After two of the toughest years in living memory for the international civil aviation industry, a war will come as heavy blow for some hard-pressed airlines. Over this period the region’s carriers have fared better than most. In 2002, the Middle East bucked the trend by posting an 8 per cent increase in traffic on the previous year. However, the pendulum is likely to swing in the opposite direction should a war seriously disrupt flights.
‘Traffic from Europe is already dwindling and I expect that pure tourist traffic will also shy away,’ says Edward Grauvogl, Oman Air’s director of commercial and strategic planning. ‘Operators flying international routes from the region will suffer the most, but we should come through relatively unscathed as our core services to Africa and the Indian subcontinent should be unaffected.’
Others could be harder hit. For example, Gulf Air – which is rebuilding its business following the withdrawal of Qatar from its stakeholding consortium – may have to ask for further financial aid. The airline has already tapped its remaining backers, namely Oman, Abu Dhabi and Bahrain, for $345 million in extra funding this year.

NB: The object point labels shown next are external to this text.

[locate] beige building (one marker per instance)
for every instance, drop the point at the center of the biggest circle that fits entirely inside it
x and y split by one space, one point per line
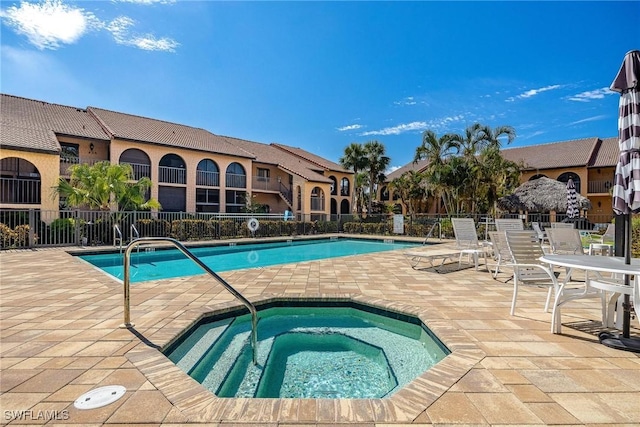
590 162
192 169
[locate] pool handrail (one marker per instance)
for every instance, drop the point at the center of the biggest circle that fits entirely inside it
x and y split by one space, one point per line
127 294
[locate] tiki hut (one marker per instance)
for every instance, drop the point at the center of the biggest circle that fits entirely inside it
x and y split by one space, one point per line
540 195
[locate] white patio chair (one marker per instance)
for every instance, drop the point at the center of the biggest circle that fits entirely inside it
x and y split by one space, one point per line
500 250
563 225
526 250
467 240
506 224
542 235
608 236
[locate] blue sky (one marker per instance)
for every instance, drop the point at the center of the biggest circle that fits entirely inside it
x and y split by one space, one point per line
321 75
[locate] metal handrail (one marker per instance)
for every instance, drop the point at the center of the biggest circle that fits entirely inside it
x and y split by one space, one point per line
117 236
192 257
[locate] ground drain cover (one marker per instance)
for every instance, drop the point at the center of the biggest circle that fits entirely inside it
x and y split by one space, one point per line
99 397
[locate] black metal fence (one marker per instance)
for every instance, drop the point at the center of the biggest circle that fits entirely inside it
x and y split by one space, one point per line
29 228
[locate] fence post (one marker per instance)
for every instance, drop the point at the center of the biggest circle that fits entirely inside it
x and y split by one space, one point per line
32 227
77 227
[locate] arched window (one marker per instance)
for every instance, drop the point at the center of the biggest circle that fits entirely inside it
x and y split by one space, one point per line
344 207
19 181
139 161
317 199
384 194
236 177
334 185
173 169
207 173
565 177
344 187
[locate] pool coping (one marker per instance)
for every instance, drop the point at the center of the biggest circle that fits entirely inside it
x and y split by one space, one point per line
198 404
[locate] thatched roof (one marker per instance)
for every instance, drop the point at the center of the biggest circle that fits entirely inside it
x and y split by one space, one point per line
540 195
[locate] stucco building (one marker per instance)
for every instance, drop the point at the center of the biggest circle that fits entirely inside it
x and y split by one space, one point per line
192 169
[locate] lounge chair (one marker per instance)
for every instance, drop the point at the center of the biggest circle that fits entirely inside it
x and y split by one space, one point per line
526 250
563 225
608 236
500 250
467 242
506 224
542 235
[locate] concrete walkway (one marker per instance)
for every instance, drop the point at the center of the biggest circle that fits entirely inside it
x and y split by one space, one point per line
59 321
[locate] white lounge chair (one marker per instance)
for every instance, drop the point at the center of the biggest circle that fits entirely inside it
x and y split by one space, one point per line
563 225
506 224
500 250
526 250
542 235
467 242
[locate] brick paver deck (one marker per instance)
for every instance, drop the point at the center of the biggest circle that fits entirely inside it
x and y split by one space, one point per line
60 337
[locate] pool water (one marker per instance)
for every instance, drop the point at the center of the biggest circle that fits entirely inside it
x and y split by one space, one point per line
149 264
308 352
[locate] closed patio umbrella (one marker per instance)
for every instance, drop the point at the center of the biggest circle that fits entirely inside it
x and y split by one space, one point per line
572 200
626 189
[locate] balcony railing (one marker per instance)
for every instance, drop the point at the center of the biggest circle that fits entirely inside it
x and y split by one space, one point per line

In contrast, the likes of QA and Emirates may have to prune their ambitious plans to join the exclusive club of top 20 international carriers. Both airlines have invested vast sums to expand their fleets, buying long-range aircraft to service new routes opening into North America and Asia. However, any significant drop-off in business arising from a conflict will certainly test their resolve to continue.
‘Dubai as a hub will continue to grow and I don’t see a war having any lasting long-term affect,’ says a senior industry executive. ‘However, at some point Dubai will hit a glass ceiling because it does not have a big domestic market on its doorstep to sustain its present rate of growth. Emirates could find itself in a similar position to Singapore Airlines, which is scratching around for a merger because its domestic hub has stopped growing. This is a bigger concern for them in the long term.’
In the near term, however, Arab carriers are focusing on their preparations for the impact of war.